A grande imprensa de hoje se apresenta incomparavelmente mais débil ideologicamente. É incomparavelmente mais repetitiva, pois limita-se a comprar pacotes ideológicos prontos para vendê-los publicitariamente, como o patrocinado pelo Consenso de Washington na última década e meia. Depois ela se aperta: nada do que defendeu a partir deste Consenso deu certo em nenhum lugar do mundo, muito pelo contrário.

Falar de conspiração em relação à imprensa de hoje é o equivalente a querer dar a Medalha da Ordem do Corvo (saudoso apelido de Carlos Lacerda) para quem até agora, neste momento, apenas deu ressonância à rataria do porão que faz água. Pode-se dizer, é certo, que há uma campanha renovada contra o governo petista, promovida por jornalistas ou editores de capas e manchetes (Para não haver confusão quero deixar claro que não penso ser este o caso da jornalista que citei), assim como há uma campanha movida por tucanos e pefelistas. 

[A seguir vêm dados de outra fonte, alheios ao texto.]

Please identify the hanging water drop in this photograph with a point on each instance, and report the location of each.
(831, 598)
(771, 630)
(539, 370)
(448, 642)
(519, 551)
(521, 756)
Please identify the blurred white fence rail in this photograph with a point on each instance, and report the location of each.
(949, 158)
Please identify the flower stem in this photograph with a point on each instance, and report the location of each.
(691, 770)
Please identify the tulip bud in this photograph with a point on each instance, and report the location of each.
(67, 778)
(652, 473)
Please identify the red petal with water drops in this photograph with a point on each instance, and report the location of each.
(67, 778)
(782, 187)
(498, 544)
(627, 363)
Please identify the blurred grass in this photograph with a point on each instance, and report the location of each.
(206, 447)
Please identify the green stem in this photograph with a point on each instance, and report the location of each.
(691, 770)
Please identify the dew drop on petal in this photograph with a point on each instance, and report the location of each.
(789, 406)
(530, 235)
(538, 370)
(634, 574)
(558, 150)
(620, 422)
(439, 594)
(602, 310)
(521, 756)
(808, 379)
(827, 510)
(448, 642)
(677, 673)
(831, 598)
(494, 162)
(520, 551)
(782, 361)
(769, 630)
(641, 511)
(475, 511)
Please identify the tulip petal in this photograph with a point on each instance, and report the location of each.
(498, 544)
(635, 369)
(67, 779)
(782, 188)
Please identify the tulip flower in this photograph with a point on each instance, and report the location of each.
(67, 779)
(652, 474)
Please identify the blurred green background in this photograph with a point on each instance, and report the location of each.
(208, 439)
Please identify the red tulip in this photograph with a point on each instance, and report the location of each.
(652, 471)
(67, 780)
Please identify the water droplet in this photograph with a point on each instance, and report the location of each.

Todos eles se aproveitam das circunstâncias. É até mesmo diferente (até agora) do que aconteceu na campanha de 1989, quando houve edições de debates, manchetes criminosas juntando o seqüestro de Abilio Diniz ao PT, etc. O que há? Primeiro, uma maré de denúncias, cuja apuração vai ser demorada e lenta devido à falta até o momento de provas irrefutáveis quanto à maioria delas, e os grandes indícios em favor delas advém no mais das vezes dos currículos dos próprios acusadores. Segundo, a paralisia em que os principais acusados, o governo e o PT, entraram depois das denúncias, em que pesem algumas respostas.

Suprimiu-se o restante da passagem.